Those of you who have followed me for any length of time know that I have been on the fence about many things in my life….ad nauseum. Today, I took one small, brave step toward the future, a future that I hope will bring a greater sense of peace and authenticity in my life, something that has been missing for far too long.
I finished chiropractic school in Fall of 2006. I accepted a position in the local hospital laboratory while I was waiting to my national board exams, as I already had an undergraduate degree in that field. Shortly after I took the job, I found out that I was pregnant with my youngest child, who is now 6. I was thrilled! Oh well, change of plans. I decided to work in the lab for 2 years or so and save money to open a practice.
Things didn’t quite work out that way. Over the next several years, my life began to unravel. In 2007, my husband was injured at work, and we ended up losing our home and having to declare bankruptcy. The following Spring, we lost our oldest son unexpectedly, four days after we celebrated the birth of our daughter. Needless to say, I stayed at my job.
I despised working in the lab. It was a regulatory job filled with nit-picking rules and mind-numbing details. I equated myself to a well-paid hall monitor. I flirted with the idea of doing something with the chiropractic degree several times, but I could never quite find the strength and energy to make the change. And saving money was a pipe dream with three kids at home. Two years dragged into five.
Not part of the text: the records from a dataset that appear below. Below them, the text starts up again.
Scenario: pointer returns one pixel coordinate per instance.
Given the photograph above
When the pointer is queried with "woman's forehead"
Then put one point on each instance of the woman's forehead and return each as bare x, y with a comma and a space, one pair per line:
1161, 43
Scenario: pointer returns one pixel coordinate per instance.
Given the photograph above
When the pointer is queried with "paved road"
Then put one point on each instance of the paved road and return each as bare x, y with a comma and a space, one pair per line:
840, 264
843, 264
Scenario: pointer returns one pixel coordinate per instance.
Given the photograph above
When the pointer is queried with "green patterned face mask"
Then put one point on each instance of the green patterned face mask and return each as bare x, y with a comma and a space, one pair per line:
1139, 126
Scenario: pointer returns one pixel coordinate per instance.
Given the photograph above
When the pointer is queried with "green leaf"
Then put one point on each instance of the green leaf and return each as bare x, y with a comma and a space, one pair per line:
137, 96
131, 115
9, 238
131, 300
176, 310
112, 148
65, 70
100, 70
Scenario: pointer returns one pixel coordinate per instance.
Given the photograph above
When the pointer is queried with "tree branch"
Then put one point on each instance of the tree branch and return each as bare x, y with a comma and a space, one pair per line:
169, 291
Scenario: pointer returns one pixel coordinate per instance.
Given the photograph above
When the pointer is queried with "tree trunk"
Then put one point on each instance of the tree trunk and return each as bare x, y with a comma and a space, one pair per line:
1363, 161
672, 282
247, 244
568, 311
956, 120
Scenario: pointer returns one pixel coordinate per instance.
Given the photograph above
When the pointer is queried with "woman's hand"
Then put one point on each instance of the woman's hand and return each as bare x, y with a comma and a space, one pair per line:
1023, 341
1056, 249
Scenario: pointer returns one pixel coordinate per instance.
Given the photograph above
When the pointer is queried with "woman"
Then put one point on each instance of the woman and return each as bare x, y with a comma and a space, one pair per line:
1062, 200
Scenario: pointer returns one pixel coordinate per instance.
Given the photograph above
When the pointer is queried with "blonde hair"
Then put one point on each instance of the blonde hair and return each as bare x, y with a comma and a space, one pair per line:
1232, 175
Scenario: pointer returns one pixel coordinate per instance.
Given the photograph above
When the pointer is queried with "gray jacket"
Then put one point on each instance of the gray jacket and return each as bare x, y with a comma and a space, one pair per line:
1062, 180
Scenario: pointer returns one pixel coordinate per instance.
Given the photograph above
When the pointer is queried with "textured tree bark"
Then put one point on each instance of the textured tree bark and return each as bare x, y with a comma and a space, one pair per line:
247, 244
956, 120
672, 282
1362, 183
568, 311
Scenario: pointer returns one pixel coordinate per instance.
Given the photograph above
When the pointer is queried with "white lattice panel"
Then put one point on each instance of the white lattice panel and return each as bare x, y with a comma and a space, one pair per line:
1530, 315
So many times I promised myself that I would quit suffocating my dreams and find my purpose in life, but I lied. I plodded along, one foot in front of the other, the good responsible girl to the end. Meanwhile, my body rebelled against the repressed anger and resignation, and I was diagnosed with Stage 3 breast cancer in March of 2013. I fully believe that my job was a contributing factor in my disease.
To most people, my job would seem like a cakewalk. I only work 3 days per week, 8:30-5. I don’t do strenuous manual labor or have to deal with extreme weather conditions. I don’t work most weekends or holidays. Just saying these things to myself has kept me there for over 7 years. “What kind of spoiled brat leaves a job like that?” But I have slowly died inside over those years, and part of me has given up hope of ever finding what I’m meant to offer this world.
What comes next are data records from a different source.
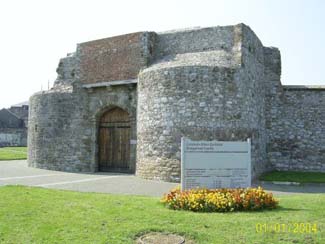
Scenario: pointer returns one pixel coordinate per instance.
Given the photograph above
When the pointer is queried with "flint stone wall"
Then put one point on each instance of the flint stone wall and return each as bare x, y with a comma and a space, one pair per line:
298, 141
13, 137
215, 83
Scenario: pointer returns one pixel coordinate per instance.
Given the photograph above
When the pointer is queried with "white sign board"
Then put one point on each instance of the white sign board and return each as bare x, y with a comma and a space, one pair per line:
215, 164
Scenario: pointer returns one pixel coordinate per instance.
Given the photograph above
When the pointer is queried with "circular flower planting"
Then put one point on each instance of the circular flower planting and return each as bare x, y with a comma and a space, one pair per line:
220, 200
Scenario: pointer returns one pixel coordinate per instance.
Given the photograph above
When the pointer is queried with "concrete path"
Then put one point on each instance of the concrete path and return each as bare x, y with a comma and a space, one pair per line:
17, 172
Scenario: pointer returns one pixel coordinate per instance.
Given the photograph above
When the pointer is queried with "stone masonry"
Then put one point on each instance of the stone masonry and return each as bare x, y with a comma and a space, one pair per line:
217, 83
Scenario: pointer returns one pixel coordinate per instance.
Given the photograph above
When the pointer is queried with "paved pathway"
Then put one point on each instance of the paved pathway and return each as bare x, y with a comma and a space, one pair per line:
17, 172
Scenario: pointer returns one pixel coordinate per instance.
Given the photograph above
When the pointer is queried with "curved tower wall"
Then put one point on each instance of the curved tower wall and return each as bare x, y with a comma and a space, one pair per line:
219, 101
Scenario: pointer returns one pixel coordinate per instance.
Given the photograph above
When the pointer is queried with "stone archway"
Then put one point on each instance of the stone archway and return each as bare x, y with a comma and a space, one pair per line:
114, 141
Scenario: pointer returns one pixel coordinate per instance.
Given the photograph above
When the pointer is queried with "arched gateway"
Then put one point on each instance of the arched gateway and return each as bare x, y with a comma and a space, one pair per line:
114, 141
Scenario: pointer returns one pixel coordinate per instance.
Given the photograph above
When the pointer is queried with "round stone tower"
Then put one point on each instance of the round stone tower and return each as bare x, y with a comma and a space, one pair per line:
198, 87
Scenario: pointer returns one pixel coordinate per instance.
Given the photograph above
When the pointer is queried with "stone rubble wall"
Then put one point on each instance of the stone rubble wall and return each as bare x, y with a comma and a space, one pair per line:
215, 83
13, 137
202, 103
299, 143
115, 58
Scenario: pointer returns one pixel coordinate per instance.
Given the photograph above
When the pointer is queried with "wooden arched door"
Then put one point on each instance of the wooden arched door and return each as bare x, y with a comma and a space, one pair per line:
114, 141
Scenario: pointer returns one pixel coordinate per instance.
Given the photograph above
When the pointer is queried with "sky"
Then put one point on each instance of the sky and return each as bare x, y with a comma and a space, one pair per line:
35, 34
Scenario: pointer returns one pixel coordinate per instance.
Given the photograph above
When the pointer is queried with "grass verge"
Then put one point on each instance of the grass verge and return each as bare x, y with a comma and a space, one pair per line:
13, 153
292, 176
36, 215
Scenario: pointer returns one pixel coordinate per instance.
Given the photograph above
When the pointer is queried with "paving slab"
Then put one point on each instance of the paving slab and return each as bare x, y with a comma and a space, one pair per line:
17, 172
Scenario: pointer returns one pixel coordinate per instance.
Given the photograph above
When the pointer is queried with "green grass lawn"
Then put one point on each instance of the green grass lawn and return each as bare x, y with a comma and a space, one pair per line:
12, 153
302, 177
36, 215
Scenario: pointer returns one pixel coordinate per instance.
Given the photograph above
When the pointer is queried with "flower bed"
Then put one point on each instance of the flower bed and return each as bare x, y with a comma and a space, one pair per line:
220, 200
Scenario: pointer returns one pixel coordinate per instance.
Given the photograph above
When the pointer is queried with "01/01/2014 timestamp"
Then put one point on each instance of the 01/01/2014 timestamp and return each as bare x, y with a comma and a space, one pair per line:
298, 228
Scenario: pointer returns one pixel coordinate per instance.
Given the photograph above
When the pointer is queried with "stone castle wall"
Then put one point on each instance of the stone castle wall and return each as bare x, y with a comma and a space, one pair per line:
216, 83
200, 98
298, 141
13, 137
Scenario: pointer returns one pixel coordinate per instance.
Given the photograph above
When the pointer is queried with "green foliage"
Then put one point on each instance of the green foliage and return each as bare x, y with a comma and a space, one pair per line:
220, 200
37, 215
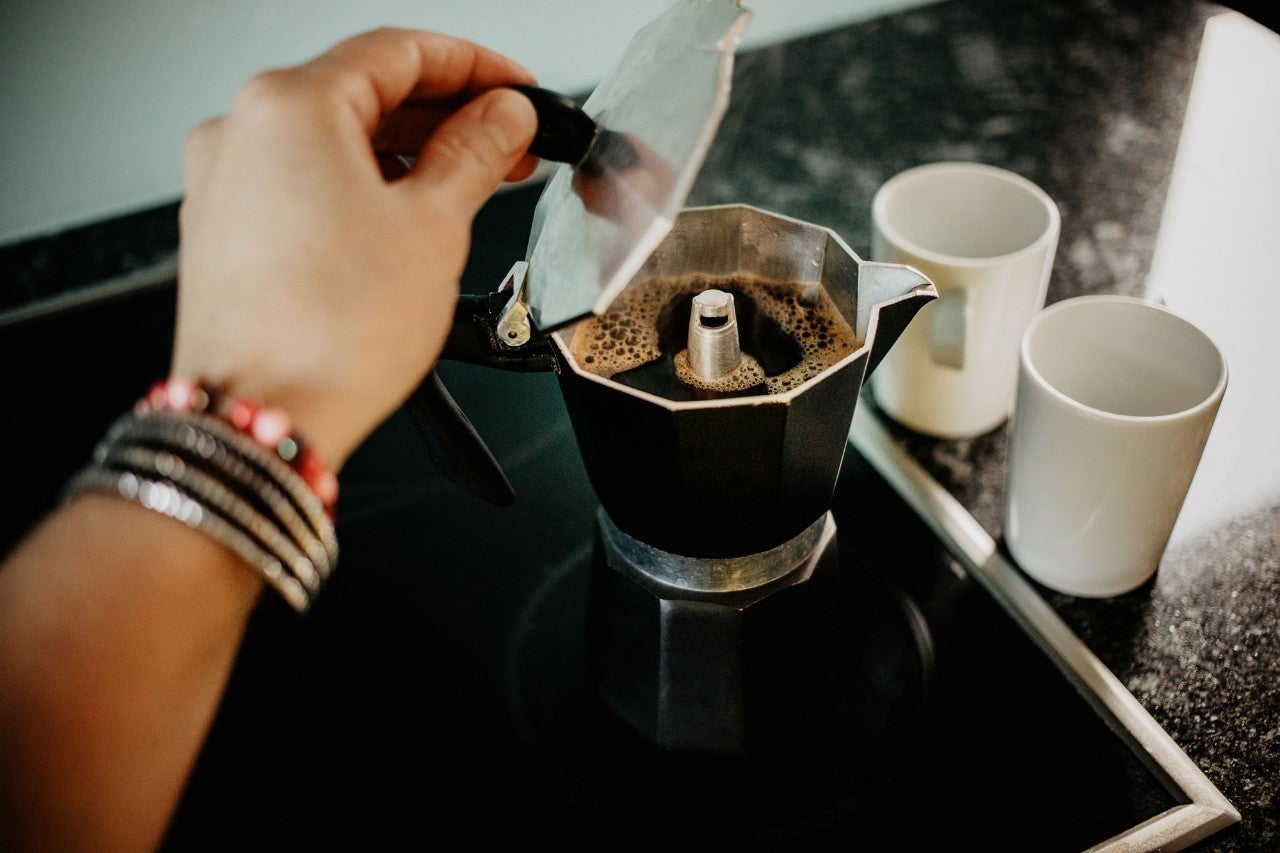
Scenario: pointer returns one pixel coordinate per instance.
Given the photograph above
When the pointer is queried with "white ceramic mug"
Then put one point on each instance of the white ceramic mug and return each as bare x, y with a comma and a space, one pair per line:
986, 237
1115, 401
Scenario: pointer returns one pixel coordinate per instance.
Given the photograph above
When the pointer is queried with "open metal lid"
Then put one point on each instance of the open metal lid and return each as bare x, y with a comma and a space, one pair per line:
658, 112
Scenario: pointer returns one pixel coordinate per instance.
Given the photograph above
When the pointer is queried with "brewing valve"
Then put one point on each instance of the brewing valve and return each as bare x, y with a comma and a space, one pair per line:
713, 346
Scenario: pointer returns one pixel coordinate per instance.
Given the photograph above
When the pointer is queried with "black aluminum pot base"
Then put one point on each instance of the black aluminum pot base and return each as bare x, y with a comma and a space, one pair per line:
817, 783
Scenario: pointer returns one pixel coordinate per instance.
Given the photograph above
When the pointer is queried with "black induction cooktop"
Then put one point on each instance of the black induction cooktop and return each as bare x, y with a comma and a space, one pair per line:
439, 689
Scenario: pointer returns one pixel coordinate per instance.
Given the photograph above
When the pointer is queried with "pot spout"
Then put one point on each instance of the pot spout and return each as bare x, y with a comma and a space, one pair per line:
888, 297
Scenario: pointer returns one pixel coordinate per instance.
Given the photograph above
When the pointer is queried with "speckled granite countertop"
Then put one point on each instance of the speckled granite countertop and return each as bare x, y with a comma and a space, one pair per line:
1086, 97
1088, 100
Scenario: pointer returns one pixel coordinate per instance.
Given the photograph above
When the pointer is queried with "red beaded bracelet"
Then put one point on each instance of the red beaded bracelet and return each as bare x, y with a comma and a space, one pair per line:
270, 428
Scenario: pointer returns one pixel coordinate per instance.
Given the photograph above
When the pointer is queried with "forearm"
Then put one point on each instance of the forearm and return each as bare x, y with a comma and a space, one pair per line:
118, 629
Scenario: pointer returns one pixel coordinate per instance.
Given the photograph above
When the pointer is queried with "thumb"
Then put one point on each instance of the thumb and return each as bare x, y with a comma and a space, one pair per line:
472, 151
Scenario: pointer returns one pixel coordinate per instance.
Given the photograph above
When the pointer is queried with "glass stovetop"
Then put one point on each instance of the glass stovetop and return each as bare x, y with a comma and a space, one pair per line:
439, 689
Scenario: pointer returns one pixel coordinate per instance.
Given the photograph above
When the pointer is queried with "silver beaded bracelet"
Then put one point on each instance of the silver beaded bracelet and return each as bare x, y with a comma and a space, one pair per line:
172, 501
196, 469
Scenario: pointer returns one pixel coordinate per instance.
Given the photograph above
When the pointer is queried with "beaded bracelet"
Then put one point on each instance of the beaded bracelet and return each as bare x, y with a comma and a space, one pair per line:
270, 428
197, 438
170, 501
231, 469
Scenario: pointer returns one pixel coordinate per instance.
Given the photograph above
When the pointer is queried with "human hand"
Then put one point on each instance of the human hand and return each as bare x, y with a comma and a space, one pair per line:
310, 282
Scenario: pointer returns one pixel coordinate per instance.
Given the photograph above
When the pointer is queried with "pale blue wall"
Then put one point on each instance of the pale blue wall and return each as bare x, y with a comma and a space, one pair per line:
96, 96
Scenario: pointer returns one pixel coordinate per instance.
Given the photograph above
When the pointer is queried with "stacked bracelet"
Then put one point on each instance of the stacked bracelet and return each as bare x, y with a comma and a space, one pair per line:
231, 469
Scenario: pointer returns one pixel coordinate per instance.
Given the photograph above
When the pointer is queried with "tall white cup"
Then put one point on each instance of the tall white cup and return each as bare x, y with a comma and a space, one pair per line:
986, 237
1115, 401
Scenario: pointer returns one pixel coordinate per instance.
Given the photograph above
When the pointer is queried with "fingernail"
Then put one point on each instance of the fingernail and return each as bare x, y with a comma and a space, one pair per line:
512, 115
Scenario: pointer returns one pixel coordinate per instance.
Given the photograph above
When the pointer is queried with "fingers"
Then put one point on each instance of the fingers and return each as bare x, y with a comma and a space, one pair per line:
378, 71
199, 150
475, 149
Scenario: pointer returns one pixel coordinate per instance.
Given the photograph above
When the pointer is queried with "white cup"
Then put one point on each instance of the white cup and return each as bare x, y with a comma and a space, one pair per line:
986, 237
1115, 401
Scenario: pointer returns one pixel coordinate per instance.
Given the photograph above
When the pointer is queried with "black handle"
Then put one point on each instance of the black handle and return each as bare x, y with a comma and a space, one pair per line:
453, 443
565, 132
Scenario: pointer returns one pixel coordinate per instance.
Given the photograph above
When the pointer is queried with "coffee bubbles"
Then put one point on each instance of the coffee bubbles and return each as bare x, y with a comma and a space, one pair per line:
789, 333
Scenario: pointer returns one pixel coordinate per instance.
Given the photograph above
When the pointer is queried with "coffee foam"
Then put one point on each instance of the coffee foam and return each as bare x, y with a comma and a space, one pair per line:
626, 336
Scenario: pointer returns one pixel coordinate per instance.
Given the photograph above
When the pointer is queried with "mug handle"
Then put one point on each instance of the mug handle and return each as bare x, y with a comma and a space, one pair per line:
947, 328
I know you’re probably thinking that I have finally taken a chiropractic job. Nope. I have no prospects, no grand plans. I simply walked into my boss’ office this afternoon and told her that I need to make some changes at the end of September. I will no longer be doing my 3 day gig. I can’t..do…it..anymore. I offered to stay on in a PRN, as-needed capacity, where I can say “yes” or “no” on any given day and take a break whenever it suits me, for a week, or six.
I have known this woman off and on for nearly 20 years. She started out working in the lab like me. We have been friends. although more distant lately. What was her response? Did she immediately act surprised, the disappointment showing on her face? No. Our conversation lasted all of five minutes. She simply said “Ok. I’ll take a look at it and let you know.” So, I suppose she has to do her thing and I have to do mine.
I guess I’m crazy, because we certainly can’t afford to live comfortably without my income. There will no doubt be sacrifices until I line something else up. But I need this time. I need to sit back and take stock of the last 18 months of treatment and regroup, play in the garden, and enjoy the last vestiges of summer warmth. Many days, I’m not even sure that I really want to be a chiropractor anymore. All I know is that it’s time to start listening to that inner voice and heed the lessons that breast cancer taught me. Life is too short to be unhappy.